In today’s Talking Points: Chinese money is shaking things up in Silicon Valley; Manufacturing productivity in China is higher than regional competitors; a UBS Group report examines the recapitalisation of China’s banking system; and Alibaba posts uniquely strong sales growth for the quarter.
Chinese Money Creating Opportunity and Challenges in Silicon Valley
According to the Rhodium Group research firm, investment from China into Silicon Valley, excluding real estate, topped $6 billion by the end of the first half of 2016, with more than half of that spending taking place in the past 18 months. U.S. start-ups are hungrier than ever for access to China’s cash-rich companies and millionaires given the tighter fundraising environment in Silicon Valley. Chinese investors also can open doors to China’s billion-plus consumers for services and products facing a saturated market in the United States. However, Connie Chan, partner at VC firm Andreessen Horowitz, notes that ‘the Chinese investor may ask for terms that would be considered overly aggressive in Silicon Valley, but these terms would be considered fair in China’ which results in cultural misunderstandings and subsequent deal collapses.

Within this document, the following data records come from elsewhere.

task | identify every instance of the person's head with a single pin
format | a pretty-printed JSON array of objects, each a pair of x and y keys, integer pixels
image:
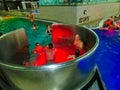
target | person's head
[
  {"x": 37, "y": 44},
  {"x": 50, "y": 45}
]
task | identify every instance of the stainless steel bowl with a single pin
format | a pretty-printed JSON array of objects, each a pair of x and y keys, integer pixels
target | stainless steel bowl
[{"x": 63, "y": 76}]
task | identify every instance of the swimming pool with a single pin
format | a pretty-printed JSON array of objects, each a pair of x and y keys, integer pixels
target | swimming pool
[
  {"x": 107, "y": 54},
  {"x": 108, "y": 58},
  {"x": 34, "y": 36}
]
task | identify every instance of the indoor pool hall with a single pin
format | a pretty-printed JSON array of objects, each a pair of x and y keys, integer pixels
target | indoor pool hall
[{"x": 76, "y": 50}]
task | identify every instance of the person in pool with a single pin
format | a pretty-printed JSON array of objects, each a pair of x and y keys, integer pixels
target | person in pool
[
  {"x": 49, "y": 30},
  {"x": 50, "y": 53}
]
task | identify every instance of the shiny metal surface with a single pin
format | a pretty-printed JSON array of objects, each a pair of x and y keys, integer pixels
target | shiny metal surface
[{"x": 64, "y": 76}]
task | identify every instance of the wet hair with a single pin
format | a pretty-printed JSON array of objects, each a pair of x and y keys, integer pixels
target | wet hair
[
  {"x": 77, "y": 53},
  {"x": 50, "y": 45}
]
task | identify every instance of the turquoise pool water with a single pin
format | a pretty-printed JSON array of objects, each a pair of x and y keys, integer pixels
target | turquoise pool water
[{"x": 39, "y": 35}]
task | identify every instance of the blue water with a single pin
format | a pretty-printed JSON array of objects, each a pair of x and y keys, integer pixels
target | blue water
[
  {"x": 108, "y": 58},
  {"x": 107, "y": 55}
]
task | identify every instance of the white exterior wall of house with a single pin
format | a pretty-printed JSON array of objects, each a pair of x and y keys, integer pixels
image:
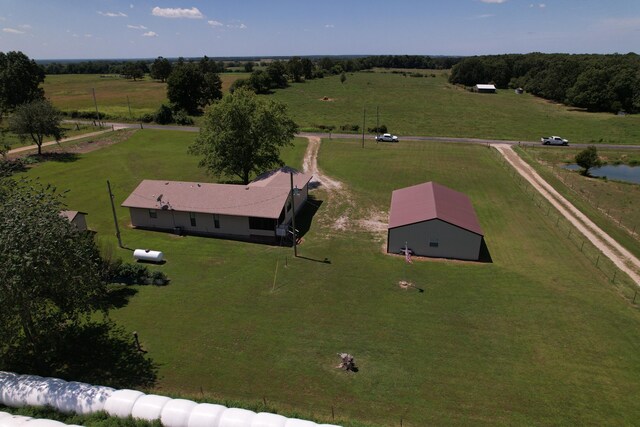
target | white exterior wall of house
[{"x": 452, "y": 241}]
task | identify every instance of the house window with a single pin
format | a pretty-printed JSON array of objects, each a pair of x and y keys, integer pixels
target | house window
[{"x": 256, "y": 223}]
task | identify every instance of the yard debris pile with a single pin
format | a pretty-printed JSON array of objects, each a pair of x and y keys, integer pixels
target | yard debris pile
[{"x": 347, "y": 362}]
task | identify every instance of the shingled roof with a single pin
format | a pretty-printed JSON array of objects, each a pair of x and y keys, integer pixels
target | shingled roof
[
  {"x": 264, "y": 197},
  {"x": 427, "y": 201}
]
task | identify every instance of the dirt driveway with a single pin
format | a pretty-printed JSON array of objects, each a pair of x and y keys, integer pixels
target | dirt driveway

Source: The Washington Post
Chinese Manufacturing Competitive By Productivity, Losing Out On Taxes
Looking at three major industrial hubs (Nanjing, Chongqing and Luoyang), researchers found that hourly factory wages grew 16.5%, nearly double the rate of growth in the Philippines, from 2002-2012. However, Chinese workers retain a competitive edge – productivity of Chinese workers has more than doubled over the same period compared to their counterparts in the Philippines and was 1.7 times that of the labor pool in Thailand. Further, in 2013 the value created per manufacturing worker in China was more than five times compared to the figure in Vietnam and nearly three times that of Indonesia. The main burden on manufacturing profits is heavy taxation – taxes and government levies accounted for 16.8 percent of overall costs and another one-fifths went to workers’ benefits including a housing allowance that has led to a heated public debate.

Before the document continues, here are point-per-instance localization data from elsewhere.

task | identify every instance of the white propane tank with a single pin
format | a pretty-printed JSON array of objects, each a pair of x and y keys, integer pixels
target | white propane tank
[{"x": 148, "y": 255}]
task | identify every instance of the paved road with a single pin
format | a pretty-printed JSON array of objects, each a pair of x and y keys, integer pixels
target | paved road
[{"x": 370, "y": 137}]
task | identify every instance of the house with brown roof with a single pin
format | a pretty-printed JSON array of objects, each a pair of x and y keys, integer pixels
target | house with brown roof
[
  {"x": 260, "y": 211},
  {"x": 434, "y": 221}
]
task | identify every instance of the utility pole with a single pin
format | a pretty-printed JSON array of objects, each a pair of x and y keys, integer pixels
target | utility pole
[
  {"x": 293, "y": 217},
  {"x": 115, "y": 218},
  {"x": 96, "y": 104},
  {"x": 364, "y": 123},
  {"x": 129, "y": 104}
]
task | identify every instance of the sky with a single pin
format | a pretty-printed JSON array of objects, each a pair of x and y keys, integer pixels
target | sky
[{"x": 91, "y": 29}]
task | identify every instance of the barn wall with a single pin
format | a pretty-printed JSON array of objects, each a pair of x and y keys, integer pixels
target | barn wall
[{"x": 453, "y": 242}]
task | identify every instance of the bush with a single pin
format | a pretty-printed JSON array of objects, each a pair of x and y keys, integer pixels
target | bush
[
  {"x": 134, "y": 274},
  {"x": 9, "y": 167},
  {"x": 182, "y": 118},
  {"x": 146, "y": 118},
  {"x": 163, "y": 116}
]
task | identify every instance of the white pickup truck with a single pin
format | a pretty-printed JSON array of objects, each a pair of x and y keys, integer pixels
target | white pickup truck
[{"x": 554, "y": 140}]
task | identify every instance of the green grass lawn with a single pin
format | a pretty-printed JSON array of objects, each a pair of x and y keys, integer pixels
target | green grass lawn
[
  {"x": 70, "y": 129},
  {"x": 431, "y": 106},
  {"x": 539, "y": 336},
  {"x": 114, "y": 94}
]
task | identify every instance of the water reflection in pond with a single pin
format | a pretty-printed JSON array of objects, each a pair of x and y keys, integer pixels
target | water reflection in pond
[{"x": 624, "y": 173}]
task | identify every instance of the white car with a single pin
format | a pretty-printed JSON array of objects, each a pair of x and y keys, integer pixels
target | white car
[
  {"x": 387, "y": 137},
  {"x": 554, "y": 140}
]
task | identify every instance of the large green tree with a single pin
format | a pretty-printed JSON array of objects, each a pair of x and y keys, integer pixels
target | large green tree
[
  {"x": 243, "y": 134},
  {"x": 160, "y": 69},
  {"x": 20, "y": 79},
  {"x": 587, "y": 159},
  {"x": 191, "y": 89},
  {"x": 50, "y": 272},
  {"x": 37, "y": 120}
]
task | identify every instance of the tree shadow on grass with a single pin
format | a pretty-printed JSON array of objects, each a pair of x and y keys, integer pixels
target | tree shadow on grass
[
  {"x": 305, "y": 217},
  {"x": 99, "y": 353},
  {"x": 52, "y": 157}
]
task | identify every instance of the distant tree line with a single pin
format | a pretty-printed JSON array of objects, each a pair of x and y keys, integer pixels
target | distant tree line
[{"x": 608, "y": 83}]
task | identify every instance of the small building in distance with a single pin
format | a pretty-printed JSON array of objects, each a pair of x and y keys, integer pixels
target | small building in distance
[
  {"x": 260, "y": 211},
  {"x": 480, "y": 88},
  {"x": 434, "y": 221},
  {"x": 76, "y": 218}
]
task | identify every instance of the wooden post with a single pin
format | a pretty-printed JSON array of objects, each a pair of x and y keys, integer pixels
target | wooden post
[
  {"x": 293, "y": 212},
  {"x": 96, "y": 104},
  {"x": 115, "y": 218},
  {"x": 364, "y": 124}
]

China raising trillions in banking system clean-up
A UBS Group report examining 765 Chinese banks has found extensive capital raising and debt restructuring is quietly underway as the banking sector works to clean-up strained balance sheets. The report found the country’s banks shed as much as 1.8 trillion yuan of impaired loans between 2013 and 2015, with 620 billion yuan of capital raised in the same period. “Contrary to market perception, bank recapitalisation and bailouts have begun,” said UBS’s Jason Bedford. “Most interestingly, for the first time in a decade we note formal implementations of asset restructuring plans and recapitalisations and bailouts of individual — and large — institutions.”

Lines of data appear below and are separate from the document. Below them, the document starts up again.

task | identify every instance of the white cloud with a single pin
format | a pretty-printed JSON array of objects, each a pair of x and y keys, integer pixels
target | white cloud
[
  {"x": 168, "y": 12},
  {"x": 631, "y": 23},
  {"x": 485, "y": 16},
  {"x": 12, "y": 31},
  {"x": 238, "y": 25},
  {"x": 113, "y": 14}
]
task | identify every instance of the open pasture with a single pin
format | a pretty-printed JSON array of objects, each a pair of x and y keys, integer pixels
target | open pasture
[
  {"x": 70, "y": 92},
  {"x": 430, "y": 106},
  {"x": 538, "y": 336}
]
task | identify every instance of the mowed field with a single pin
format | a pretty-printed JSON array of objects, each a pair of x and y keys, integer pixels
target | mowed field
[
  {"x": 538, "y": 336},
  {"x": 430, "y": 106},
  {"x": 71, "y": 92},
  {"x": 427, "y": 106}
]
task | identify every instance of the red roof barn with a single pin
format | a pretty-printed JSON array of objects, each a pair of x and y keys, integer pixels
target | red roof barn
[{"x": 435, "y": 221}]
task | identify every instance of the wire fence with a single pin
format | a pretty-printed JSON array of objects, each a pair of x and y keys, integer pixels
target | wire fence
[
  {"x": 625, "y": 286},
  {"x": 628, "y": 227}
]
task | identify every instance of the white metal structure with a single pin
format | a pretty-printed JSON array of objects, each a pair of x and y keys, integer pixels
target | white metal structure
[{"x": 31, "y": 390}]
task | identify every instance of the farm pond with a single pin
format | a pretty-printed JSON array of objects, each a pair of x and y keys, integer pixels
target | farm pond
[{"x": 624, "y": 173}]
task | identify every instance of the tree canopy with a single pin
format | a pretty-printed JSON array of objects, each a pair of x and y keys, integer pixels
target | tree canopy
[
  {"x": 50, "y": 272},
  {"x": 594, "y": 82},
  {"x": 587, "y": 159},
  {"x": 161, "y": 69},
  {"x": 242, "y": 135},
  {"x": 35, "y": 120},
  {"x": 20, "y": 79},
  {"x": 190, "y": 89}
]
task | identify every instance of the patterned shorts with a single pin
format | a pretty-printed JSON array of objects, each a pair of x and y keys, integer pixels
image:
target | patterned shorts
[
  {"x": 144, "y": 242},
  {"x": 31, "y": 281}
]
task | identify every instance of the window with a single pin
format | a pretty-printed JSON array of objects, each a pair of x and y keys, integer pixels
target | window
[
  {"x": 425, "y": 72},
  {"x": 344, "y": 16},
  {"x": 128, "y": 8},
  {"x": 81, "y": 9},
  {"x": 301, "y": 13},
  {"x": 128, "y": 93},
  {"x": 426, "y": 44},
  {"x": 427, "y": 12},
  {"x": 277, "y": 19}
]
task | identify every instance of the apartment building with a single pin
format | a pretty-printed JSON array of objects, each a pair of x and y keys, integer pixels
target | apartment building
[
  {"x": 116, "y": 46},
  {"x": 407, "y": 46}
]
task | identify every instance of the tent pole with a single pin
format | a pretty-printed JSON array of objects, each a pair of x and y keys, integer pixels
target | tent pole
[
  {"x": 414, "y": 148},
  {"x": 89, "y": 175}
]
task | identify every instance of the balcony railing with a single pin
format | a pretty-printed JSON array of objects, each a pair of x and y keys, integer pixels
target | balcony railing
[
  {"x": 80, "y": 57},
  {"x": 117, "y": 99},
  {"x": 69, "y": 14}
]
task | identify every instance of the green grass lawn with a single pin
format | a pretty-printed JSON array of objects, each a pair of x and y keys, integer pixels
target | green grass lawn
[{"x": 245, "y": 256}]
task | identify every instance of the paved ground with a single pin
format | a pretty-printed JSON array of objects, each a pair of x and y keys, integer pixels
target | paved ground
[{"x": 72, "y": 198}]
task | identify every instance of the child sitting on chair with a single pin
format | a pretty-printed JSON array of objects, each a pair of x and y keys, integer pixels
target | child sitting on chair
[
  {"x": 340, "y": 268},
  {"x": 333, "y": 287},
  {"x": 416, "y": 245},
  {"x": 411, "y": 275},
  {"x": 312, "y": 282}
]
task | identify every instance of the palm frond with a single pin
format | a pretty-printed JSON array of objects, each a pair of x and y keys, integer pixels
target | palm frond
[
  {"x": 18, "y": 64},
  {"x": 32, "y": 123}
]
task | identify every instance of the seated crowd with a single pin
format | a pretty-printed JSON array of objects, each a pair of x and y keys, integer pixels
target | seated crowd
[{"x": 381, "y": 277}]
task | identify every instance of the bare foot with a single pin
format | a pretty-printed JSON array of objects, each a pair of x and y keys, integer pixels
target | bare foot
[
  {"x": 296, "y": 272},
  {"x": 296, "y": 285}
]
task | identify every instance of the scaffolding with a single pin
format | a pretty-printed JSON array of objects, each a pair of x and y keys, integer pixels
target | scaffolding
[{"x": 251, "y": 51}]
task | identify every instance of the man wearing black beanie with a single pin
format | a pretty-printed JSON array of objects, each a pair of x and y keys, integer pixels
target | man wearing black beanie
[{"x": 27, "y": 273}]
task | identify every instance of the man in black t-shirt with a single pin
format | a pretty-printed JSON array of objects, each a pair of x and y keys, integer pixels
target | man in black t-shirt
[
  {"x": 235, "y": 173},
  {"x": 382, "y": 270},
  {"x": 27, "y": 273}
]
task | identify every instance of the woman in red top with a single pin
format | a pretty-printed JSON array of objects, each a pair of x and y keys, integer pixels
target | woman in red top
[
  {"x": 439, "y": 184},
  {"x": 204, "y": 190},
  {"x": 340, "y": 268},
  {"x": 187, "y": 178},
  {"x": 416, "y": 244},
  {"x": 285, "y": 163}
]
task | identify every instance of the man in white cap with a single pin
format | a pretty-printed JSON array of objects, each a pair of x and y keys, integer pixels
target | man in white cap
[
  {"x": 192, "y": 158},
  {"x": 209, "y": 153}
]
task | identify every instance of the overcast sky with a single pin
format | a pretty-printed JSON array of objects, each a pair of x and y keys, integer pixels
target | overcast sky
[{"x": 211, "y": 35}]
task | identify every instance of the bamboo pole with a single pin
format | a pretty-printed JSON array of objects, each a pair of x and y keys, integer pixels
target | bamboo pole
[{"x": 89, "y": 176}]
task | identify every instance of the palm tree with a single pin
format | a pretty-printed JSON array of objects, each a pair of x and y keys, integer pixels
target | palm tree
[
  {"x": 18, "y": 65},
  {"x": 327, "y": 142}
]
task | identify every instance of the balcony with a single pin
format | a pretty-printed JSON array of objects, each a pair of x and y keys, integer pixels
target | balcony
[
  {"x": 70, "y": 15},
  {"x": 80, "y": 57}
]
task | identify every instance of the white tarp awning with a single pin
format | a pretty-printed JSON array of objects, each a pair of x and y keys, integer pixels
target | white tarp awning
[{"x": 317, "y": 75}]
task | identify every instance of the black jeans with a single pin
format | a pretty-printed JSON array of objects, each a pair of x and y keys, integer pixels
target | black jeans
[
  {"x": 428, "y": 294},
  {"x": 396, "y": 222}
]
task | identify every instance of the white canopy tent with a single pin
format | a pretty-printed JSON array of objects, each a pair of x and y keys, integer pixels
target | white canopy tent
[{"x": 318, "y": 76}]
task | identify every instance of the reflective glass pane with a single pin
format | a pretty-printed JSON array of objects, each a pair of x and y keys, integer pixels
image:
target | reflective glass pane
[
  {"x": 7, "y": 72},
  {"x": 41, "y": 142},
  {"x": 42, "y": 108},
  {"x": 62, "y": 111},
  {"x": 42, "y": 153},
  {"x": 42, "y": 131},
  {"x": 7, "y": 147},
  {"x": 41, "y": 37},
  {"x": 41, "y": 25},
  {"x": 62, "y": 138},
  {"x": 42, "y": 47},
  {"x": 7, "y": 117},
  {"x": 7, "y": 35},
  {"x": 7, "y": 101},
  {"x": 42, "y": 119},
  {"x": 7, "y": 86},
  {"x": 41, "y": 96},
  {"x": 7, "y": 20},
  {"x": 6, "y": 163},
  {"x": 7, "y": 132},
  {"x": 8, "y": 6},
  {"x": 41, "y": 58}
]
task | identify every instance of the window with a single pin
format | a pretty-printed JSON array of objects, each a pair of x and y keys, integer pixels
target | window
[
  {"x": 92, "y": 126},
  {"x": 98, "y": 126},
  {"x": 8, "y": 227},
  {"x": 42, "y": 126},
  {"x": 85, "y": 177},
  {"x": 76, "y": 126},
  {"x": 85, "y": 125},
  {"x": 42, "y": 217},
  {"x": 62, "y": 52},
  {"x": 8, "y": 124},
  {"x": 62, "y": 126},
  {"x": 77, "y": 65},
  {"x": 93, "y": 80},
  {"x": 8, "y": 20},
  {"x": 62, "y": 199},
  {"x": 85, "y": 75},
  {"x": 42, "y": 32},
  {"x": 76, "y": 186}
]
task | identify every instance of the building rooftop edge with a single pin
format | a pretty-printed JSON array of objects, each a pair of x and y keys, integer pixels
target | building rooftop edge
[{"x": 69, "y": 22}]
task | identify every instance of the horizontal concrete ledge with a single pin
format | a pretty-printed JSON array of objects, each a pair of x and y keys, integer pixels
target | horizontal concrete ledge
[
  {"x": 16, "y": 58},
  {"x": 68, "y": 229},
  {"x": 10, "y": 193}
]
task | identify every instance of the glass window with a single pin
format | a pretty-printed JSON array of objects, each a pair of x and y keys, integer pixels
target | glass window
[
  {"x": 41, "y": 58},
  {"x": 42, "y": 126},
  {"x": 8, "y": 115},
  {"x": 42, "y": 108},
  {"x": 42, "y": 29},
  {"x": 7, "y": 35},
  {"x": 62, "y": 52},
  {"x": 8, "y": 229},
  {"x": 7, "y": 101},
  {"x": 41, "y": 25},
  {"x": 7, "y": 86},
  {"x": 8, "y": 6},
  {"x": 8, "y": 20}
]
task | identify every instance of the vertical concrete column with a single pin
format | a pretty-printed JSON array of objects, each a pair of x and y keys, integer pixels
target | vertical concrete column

Alibaba goes from strength to strength as consumers continue to spend big
Alibaba has bucked the Chinese economic slowdown, posting strong 59 percent sales growth over the quarter. While China’s traditional industries are facing significant headwinds, China’s consumers are spending faster than ever – which is great news for Alibaba. The tech giant posted quarterly revenue of 32.15 billion yuan for the three months to June, with online sales performed by mobiles more than doubling during the period. The company also posted significant growth in its cloud computing, entertainment and media businesses – areas the company has invested substantially recently. Alibaba shares have risen 12.9 per cent in the past year, climbing to a 12-month high of US$87.33 in New York trading before the results were announced.